Londres, 2009. Allez-Allez, le projet de Sam Willis, remixe un titre de Banjo or Freakout, tout jeune projet d’Alessio Natalizia qui suit les traces de Ducktails vers l’Eldorado pop hypnagogique. Les deux hommes se lient d’amitié et créent ensemble Walls, un de ces duos secrets qui ont contribué à faire gonfler la vague techno-shoegaze vers 2010 en la soulevant de l’intérieur, dans le même élan que Blondes ou Fuck Buttons. Dès leur premier titre, Burnt Sienna, suivi d’un premier album éponyme, la musique de Walls se détache du lot, à la fois très orthodoxe dans sa façon de se situer à la croisée de l’ambient-techno en montée de MDMA et du kraut machinique, et bizarrement hors-piste, comme si quelque chose en elle déborde sans arrêt la formule mille fois rebattue. Ce je-ne-sais-quoi tient à un goût de Natalizia et Willis pour l’inattendu, le désordre, l’élément qui viendrait faire glisser cette tendance un peu convenue vers des sphères plus vastes – que ce soit celle de la musique répétitive, du drone-rock ou de la techno leftfield. Dans Walls, cela peut être une texture inattendue, le sample d’un instrument acoustique ; dans Coracle, il s’agit d’un beat bancal ou d’une mélodie obsédante. Ce sens du détail et du façonnement pointilliste parvient alors à soustraire le groupe du tout-venant de la synth music.
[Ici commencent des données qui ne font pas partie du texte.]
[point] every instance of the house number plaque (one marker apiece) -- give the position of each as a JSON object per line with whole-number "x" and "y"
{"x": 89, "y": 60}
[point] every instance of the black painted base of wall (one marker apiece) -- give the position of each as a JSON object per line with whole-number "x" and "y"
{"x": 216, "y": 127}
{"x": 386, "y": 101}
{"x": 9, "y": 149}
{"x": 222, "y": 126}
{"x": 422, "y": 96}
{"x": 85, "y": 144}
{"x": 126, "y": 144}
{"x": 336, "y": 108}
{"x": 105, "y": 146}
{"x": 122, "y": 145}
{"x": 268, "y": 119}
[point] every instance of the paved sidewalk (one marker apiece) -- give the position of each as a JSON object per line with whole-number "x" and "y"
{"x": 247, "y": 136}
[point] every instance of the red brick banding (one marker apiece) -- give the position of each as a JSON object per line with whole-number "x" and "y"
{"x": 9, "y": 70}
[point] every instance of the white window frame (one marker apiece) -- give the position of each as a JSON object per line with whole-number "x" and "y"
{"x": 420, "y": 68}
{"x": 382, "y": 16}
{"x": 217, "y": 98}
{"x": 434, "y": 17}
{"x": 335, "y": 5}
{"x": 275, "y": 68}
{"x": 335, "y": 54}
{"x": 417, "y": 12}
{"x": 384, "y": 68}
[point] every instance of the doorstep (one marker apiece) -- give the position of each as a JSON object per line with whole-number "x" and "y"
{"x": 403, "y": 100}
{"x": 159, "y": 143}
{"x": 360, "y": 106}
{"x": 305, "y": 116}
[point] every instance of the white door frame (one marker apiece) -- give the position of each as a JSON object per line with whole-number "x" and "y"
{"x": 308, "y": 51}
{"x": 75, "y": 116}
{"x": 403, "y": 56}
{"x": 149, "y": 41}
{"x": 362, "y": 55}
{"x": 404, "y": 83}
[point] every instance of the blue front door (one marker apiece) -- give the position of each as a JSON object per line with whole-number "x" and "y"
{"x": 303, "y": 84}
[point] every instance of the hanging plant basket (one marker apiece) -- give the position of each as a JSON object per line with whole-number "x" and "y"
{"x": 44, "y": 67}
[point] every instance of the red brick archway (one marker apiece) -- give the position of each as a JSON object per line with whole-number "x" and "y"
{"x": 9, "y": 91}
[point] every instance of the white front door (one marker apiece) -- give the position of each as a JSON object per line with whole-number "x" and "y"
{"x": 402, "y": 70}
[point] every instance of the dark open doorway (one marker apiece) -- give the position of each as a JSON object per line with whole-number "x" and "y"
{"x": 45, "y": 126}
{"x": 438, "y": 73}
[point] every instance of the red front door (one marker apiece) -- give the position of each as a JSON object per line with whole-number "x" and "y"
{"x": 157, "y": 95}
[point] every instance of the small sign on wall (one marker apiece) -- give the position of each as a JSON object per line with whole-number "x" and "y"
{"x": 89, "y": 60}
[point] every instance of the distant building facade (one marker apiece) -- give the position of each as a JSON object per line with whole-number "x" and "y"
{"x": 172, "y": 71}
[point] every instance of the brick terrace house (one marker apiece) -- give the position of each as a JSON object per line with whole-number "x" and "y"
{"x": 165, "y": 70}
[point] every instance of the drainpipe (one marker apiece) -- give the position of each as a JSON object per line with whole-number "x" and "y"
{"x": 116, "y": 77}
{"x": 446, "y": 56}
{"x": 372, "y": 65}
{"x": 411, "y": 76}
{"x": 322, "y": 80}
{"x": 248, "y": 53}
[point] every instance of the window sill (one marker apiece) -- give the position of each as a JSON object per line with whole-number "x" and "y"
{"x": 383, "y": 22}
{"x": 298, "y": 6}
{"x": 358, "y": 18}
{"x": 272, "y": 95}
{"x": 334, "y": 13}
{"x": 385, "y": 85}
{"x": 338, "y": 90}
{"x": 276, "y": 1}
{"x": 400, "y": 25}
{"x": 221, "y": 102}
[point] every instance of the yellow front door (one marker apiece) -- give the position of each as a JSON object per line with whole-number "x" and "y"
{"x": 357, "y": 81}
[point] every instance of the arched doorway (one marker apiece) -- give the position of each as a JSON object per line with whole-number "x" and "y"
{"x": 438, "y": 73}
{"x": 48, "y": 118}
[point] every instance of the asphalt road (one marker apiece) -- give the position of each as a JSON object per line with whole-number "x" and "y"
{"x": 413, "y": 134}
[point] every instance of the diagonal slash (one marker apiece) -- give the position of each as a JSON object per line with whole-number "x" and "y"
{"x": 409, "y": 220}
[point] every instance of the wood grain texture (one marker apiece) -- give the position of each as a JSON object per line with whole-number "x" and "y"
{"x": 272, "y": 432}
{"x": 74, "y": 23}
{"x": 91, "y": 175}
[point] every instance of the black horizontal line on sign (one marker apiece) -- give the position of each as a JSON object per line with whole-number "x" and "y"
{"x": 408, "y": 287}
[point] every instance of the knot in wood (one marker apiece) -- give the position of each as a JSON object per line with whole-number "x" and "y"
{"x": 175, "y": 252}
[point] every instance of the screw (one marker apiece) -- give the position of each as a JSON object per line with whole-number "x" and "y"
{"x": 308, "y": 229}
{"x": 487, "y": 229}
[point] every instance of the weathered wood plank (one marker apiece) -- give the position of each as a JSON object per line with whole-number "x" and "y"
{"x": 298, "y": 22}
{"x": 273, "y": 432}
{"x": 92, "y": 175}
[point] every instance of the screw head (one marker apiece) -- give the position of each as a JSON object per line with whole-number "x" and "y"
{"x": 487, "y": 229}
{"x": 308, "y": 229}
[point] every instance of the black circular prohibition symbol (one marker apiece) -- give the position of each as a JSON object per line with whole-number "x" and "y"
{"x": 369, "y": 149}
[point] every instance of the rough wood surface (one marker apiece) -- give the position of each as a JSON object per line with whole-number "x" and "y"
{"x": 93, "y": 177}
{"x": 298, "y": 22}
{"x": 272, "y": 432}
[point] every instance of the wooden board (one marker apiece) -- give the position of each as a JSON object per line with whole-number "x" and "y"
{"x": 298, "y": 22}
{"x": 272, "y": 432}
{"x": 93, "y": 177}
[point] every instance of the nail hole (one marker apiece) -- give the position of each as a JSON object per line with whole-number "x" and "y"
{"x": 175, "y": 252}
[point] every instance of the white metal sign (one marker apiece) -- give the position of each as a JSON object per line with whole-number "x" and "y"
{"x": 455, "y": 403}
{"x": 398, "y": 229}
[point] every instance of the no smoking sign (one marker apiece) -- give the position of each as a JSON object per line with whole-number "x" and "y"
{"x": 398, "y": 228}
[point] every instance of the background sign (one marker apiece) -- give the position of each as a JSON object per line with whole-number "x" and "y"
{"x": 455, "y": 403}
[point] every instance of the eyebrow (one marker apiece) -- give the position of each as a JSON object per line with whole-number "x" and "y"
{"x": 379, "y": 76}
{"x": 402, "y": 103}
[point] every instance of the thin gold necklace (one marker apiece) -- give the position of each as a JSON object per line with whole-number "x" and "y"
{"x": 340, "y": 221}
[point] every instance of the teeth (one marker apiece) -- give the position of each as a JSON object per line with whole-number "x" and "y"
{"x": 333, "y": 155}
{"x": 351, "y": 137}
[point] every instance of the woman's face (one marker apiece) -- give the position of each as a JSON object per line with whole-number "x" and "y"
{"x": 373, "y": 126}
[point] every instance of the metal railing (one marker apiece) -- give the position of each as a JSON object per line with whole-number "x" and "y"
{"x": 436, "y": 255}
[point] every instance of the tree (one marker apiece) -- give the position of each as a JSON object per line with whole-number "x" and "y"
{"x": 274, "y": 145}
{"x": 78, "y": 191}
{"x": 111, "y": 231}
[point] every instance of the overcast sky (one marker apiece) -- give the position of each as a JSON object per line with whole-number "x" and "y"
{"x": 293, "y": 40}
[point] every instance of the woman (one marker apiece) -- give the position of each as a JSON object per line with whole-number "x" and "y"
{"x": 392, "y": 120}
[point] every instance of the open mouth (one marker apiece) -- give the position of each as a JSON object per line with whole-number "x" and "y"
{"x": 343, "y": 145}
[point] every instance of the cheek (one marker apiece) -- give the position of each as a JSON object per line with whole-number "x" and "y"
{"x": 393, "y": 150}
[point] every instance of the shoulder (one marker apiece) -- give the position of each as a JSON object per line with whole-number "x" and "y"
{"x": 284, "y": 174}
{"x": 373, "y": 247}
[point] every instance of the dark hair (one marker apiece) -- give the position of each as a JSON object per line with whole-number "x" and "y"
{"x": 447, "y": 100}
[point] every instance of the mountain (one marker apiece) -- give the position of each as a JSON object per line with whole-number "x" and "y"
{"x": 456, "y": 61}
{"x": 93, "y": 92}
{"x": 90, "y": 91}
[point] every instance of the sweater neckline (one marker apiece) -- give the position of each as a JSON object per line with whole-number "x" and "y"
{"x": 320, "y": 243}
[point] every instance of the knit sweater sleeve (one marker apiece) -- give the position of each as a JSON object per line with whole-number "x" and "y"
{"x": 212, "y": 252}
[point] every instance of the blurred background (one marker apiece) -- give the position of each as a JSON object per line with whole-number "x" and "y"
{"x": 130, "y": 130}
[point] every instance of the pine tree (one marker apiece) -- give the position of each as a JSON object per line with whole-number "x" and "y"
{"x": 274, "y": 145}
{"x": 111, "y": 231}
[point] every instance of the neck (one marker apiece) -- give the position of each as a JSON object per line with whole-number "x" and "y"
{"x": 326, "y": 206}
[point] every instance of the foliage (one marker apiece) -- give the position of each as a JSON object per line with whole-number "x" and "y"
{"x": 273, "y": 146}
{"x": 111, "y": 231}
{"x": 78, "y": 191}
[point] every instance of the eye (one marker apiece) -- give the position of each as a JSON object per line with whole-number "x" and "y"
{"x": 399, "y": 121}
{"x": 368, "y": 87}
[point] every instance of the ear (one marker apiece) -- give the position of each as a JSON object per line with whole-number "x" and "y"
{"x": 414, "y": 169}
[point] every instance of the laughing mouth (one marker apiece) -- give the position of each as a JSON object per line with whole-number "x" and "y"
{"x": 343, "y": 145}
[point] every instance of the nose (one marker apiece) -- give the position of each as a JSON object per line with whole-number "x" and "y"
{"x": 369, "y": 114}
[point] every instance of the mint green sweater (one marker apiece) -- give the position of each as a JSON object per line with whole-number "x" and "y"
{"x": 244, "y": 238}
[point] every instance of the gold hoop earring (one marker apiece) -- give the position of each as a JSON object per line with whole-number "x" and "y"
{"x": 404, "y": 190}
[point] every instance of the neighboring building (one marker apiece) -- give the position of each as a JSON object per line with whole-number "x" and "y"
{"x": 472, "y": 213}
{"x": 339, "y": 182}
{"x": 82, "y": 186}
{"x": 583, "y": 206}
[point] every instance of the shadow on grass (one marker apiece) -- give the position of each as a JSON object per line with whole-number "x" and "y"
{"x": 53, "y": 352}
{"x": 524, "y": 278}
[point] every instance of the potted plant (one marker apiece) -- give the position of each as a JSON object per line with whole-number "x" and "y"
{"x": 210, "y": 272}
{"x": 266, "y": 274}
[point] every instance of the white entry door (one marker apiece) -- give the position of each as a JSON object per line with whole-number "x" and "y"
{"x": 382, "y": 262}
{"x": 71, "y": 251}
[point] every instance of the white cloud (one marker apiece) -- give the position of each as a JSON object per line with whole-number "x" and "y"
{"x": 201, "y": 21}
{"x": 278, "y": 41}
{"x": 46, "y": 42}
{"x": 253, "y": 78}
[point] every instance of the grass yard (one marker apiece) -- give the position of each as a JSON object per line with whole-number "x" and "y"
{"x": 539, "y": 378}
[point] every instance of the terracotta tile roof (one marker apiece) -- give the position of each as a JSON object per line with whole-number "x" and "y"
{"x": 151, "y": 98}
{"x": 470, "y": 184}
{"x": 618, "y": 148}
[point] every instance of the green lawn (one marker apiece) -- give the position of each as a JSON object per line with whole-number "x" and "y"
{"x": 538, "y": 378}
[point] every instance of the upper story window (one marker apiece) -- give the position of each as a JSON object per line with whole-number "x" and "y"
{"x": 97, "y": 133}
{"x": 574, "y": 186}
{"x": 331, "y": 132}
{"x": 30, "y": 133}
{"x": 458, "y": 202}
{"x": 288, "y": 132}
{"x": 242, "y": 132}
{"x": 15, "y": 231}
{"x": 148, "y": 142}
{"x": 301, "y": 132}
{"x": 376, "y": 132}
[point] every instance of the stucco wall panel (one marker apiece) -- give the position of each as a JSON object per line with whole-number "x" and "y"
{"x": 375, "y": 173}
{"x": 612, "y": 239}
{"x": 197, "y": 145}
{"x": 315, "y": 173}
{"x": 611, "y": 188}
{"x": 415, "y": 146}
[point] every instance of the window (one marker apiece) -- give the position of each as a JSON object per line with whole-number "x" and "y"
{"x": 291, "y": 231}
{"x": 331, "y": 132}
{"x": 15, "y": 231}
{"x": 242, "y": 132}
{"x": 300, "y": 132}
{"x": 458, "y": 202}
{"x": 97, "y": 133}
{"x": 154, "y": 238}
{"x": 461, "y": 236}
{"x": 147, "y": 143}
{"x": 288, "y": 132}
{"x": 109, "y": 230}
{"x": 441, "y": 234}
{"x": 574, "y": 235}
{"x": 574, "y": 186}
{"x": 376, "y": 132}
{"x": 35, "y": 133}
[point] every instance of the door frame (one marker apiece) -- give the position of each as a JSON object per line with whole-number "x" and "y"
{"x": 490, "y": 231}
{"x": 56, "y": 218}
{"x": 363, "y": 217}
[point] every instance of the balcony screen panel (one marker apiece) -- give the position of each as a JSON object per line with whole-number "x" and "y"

Dans Sound Houses, Walls adopte une démarche plus conceptuelle. Répondant à une commande de la BBC, le duo a eu accès aux archives de Daphné Oram, fondatrice du BBC Radiophonic Workshop. Cette pionnière encore méconnue de la musique électronique (contrairement à l’iconique Delia Derbyshire) conçoit en 1957 un système nommé Oramics, une interface audiovisuelle préfigurant la tablette graphique (avec un demi-siècle d’avance !), qui permet de convertir en son des figures dessinées sur des plaques de verre, chacune correspondant à une piste monophonique. La machine, qui fut exposée au Science Museum de Londres de 2011 à 2013, est vraiment impressionnante, tout droit sortie d’un roman de Jules Verne, et elle délivre un son tel qu’on ne les entend même pas sur les premiers synthétiseurs modulaires de Donald Buchla ; un son d’avant, incroyablement concret, primitif et impur en raison de la matérialité du système.
Natalizia et Willis ont eu accès à toutes les archives sur bandes de Daphne Oram afin d’élaborer Sound Houses. Le programme esthétique en est parfaitement clair : il s’agit de revisiter ces sons historiquement et techniquement inscrits dans une époque lointaine – année 1960, prototype de synthétiseur modulaire – en les amalgamant à une forme actuelle, selon un procédé de vases communicants et d’indistinction temporelle chère au courant hantologique. Le résultat est prodigieusement homogène et ne crée jamais un mur de séparation entre le matériau originel et sa réflexion dans le temps présent. Bien au contraire : les ondes sorties du système Oramics sont une matière sonore que Willis et Natalizia passent au travers de leurs pédales d’effets, étirent ou compactent comme une pâte molle, jusqu’à obtenir ces dix titres parfaitement oramiens et parfaitement contemporains. En somme, la musique de Sound Houses est impersonnelle, sans âge ni signature, et flotte dans une zone indéterminée entre alien techno (Extremely Long Corridor), études acousmatiques (Rendering the Voice I et II), ambient des cavernes (Strange Lines, and Distances), jazz électronique syncopé (A Very Large Metal Box) et pièces électro-acoustiques prototypiques (Orchards and Gardens), comme si le passage des merveilleux sons d’Oram au travers des pédales de Willis et Natalizia leur avait ôté leur identité si particulière, les avait dépossedés de leur primitivisme visionnaire.
C’est un peu dommage, tant le matériau d’origine se passe d’intervention, et en même temps les opérations mises en jeu par Walls restent insuffisantes, tant pour composer une musique véritablement gouvernée par les sons du système Oramics que pour prendre véritablement la main sur ce matériau. On sent Willis et Natalizia hésiter entre les deux options, sans parvenir à trancher. Au final, Sound Houses est un bel album, mais qui ne parvient pas à s’extraire complètement de son orthodoxie synth underground et ne donne pas leur pleine mesure aux potentialités du projet. On peut toujours rêver d’un album où au lieu des archives, ce serait la machine elle-même qu’on extirperait du musée.